Bulgaria’s Orthodox Church says authorities should not let Muslim refugees enter the country, claiming that the move is necessary to prevent an “invasion.”
“We help refugees who have already arrived in our motherland, but the government must absolutely not let more refugees in,” the church said in a statement signed by Patriarch Neofit, the head of the Orthodox Church, and other members of the Holy Synod - the church’s top executive body - posted on its website late Friday.
The comments come as hundreds of thousands of Middle Eastern, Asian, and African refugees escaping war and execution in their countries have bypassed Bulgaria and instead entered Macedonia and Serbia from Greece to make their way into northern Europe.
However, some Syrian, Afghan and Iraqi asylum seekers have crossed the Balkan EU member state’s southeastern border from Turkey.
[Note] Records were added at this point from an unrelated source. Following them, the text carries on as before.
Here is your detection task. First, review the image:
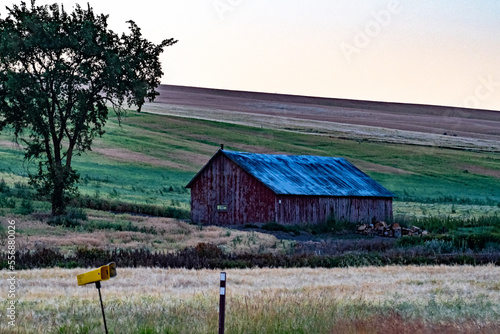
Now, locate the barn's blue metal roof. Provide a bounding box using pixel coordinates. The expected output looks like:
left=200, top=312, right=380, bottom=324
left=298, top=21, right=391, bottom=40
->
left=218, top=150, right=394, bottom=197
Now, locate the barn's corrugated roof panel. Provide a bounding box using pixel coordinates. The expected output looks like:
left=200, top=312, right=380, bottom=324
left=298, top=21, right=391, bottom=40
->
left=219, top=150, right=394, bottom=197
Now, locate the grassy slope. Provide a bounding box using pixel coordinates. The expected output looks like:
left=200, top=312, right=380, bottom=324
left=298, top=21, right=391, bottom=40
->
left=0, top=112, right=500, bottom=210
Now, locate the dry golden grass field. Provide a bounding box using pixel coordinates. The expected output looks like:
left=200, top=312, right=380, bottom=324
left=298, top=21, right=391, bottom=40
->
left=0, top=266, right=500, bottom=334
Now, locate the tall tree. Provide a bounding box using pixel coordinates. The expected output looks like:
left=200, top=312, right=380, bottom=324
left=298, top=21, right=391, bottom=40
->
left=0, top=0, right=177, bottom=215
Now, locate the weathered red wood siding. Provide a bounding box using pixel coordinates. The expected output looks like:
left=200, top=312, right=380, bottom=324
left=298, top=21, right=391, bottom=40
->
left=191, top=154, right=276, bottom=225
left=274, top=195, right=392, bottom=224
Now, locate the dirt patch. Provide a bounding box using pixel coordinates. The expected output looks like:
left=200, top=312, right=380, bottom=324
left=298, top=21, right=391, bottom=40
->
left=461, top=165, right=500, bottom=179
left=144, top=85, right=500, bottom=152
left=92, top=147, right=192, bottom=170
left=172, top=148, right=213, bottom=167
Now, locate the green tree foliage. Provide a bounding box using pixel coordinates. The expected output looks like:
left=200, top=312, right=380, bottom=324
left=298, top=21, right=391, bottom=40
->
left=0, top=1, right=177, bottom=215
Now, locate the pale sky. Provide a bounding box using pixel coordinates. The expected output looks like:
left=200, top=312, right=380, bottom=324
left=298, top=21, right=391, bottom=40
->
left=0, top=0, right=500, bottom=110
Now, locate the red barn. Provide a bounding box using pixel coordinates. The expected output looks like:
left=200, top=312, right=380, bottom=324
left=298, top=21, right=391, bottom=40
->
left=186, top=149, right=394, bottom=225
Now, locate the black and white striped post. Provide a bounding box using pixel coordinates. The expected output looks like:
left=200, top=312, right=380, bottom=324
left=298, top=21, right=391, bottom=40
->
left=219, top=272, right=226, bottom=334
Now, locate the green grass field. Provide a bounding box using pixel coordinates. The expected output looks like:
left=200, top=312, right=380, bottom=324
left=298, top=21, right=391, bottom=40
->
left=0, top=112, right=500, bottom=211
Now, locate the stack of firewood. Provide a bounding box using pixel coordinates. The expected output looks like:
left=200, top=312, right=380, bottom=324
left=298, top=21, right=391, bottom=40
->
left=357, top=222, right=428, bottom=238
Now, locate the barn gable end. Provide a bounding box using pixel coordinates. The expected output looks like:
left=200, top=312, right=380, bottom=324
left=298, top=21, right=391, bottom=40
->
left=188, top=154, right=276, bottom=225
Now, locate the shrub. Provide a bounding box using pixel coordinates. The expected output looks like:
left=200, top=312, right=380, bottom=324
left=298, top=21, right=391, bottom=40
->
left=15, top=199, right=35, bottom=215
left=0, top=195, right=16, bottom=209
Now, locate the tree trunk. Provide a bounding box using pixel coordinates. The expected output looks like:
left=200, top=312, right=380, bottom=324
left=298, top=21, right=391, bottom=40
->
left=52, top=168, right=66, bottom=216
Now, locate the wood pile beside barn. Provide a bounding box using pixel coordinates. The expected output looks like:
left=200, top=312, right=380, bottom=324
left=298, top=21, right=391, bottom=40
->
left=357, top=222, right=428, bottom=238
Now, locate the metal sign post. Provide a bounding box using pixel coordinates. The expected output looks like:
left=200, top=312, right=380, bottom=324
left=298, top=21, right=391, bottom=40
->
left=219, top=272, right=226, bottom=334
left=76, top=262, right=116, bottom=334
left=95, top=281, right=108, bottom=334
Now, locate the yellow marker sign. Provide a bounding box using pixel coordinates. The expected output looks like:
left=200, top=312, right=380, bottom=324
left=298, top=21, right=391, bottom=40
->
left=76, top=262, right=116, bottom=285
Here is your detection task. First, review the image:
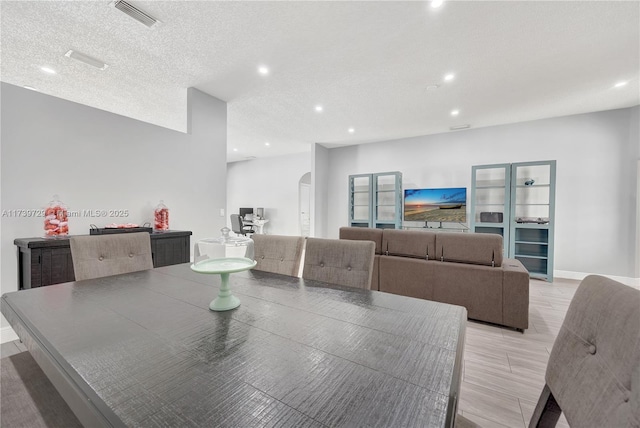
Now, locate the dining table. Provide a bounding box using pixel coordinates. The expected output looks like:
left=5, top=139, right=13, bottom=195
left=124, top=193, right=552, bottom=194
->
left=0, top=263, right=467, bottom=427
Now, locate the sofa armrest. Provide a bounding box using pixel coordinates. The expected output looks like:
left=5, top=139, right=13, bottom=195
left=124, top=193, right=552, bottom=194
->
left=502, top=259, right=529, bottom=330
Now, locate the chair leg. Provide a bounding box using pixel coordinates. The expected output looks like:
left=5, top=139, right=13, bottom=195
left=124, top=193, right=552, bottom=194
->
left=529, top=384, right=562, bottom=428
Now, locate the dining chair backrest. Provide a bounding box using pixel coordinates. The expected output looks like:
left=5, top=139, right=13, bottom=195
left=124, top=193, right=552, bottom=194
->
left=69, top=232, right=153, bottom=281
left=302, top=238, right=376, bottom=290
left=252, top=235, right=304, bottom=276
left=529, top=275, right=640, bottom=427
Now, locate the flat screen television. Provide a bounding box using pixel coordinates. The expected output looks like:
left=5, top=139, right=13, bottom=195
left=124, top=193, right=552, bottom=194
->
left=404, top=187, right=467, bottom=223
left=238, top=208, right=253, bottom=219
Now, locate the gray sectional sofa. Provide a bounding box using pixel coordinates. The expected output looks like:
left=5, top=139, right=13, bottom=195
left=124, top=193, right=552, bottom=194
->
left=340, top=227, right=529, bottom=331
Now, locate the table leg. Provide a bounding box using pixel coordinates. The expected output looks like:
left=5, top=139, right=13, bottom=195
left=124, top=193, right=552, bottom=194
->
left=209, top=273, right=240, bottom=311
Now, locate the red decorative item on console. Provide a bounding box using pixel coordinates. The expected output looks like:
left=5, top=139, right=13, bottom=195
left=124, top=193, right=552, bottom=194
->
left=153, top=201, right=169, bottom=230
left=44, top=195, right=69, bottom=237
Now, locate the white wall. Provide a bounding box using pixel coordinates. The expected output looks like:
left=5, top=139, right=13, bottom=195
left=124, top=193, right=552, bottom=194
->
left=311, top=144, right=335, bottom=237
left=326, top=107, right=640, bottom=277
left=228, top=153, right=311, bottom=236
left=0, top=83, right=227, bottom=327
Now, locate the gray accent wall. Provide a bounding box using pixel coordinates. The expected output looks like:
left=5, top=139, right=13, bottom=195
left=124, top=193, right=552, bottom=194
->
left=0, top=83, right=227, bottom=326
left=325, top=107, right=640, bottom=278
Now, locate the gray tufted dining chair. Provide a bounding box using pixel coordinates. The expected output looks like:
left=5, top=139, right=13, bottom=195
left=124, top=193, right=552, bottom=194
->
left=251, top=235, right=304, bottom=276
left=529, top=275, right=640, bottom=428
left=302, top=238, right=376, bottom=290
left=69, top=232, right=153, bottom=281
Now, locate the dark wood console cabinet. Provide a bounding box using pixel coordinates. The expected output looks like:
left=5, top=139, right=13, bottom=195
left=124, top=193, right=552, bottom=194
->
left=13, top=230, right=191, bottom=290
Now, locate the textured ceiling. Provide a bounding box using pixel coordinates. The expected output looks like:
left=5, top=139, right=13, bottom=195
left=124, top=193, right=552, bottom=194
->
left=0, top=0, right=640, bottom=161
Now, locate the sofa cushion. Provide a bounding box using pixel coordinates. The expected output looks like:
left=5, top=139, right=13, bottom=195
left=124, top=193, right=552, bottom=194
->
left=436, top=233, right=503, bottom=267
left=339, top=227, right=382, bottom=254
left=431, top=262, right=503, bottom=324
left=382, top=229, right=436, bottom=260
left=380, top=256, right=434, bottom=300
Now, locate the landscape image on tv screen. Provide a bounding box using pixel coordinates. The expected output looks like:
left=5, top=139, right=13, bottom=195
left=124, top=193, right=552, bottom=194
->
left=404, top=187, right=467, bottom=223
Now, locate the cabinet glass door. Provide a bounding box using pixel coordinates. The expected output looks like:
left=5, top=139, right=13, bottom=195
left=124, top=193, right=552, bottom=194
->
left=349, top=174, right=372, bottom=227
left=373, top=173, right=401, bottom=229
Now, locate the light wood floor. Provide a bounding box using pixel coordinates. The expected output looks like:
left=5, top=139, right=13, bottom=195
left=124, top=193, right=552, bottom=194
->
left=1, top=279, right=579, bottom=428
left=458, top=279, right=580, bottom=428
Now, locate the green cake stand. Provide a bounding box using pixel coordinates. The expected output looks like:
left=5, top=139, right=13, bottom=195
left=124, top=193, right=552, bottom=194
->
left=191, top=257, right=256, bottom=311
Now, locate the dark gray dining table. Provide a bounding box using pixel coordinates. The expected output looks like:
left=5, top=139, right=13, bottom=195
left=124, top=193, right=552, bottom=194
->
left=1, top=263, right=466, bottom=428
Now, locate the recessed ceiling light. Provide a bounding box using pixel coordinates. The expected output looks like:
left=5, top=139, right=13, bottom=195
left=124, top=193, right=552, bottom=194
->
left=64, top=49, right=109, bottom=70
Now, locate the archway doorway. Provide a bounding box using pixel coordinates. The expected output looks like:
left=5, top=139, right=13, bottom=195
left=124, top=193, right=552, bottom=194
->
left=298, top=172, right=311, bottom=236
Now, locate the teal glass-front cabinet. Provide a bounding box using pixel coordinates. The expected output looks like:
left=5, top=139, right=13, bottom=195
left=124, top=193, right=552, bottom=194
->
left=471, top=161, right=556, bottom=282
left=509, top=161, right=556, bottom=282
left=349, top=171, right=402, bottom=229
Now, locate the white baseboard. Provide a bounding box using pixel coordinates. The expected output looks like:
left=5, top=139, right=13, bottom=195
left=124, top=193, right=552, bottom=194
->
left=553, top=270, right=640, bottom=289
left=0, top=327, right=19, bottom=343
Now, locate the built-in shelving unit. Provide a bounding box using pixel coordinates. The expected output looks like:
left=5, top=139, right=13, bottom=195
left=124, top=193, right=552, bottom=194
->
left=471, top=161, right=556, bottom=281
left=509, top=161, right=556, bottom=282
left=349, top=171, right=402, bottom=229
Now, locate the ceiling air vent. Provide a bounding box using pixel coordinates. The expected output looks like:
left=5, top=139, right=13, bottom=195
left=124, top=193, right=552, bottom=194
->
left=111, top=0, right=160, bottom=28
left=64, top=49, right=109, bottom=70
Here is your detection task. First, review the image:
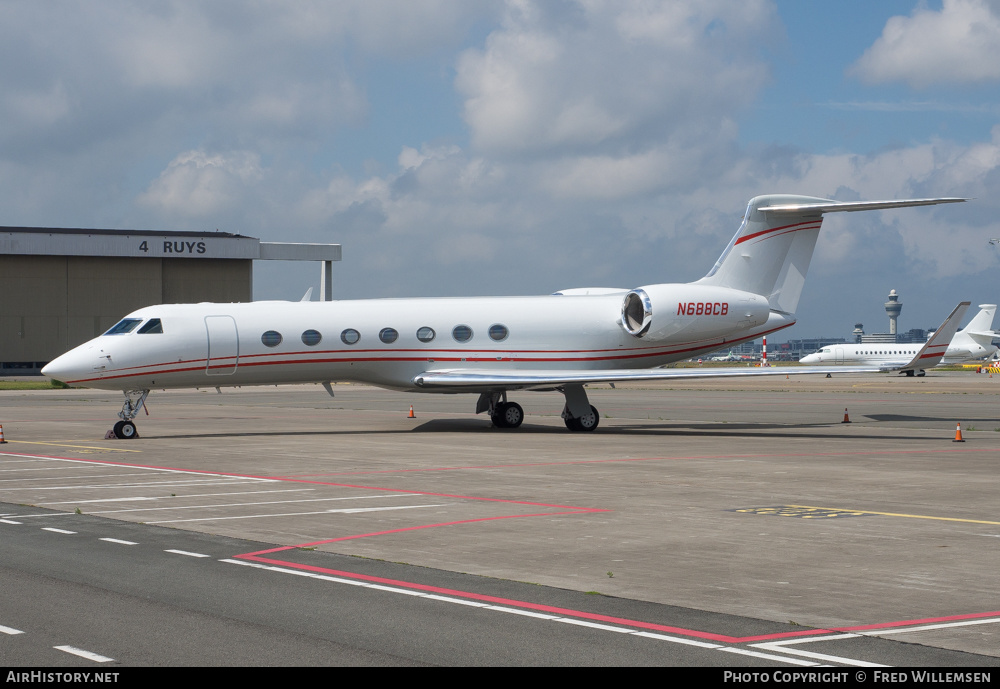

"This is a wave that looks like an invasion,” the statement added, noting, “The Bulgarian Orthodox people should not pay the price of our disappearance as a state.”
Muslims, including ethnic Turks, Bulgarians who converted to Islam as well as some Roma, account for 13 percent of Bulgaria’s population.
The Black Sea state purportedly tried to ethnically cleanse its Muslim population shortly before the fall of Communism in 1989. At that time about 360,000 Bulgarian Muslims left the country for Turkey.
Europe has faced its worst influx of refugees since World War II. The refugee crisis has created divisions among EU states as some of them are not interested in taking in the refugees that are mostly Muslims.
In France, several mayors have recently said they would only accept Christian refugees.
The far-right political groups across Europe are taking advantage of the issue in the hope of using fears of an “invasion” to garner votes in elections.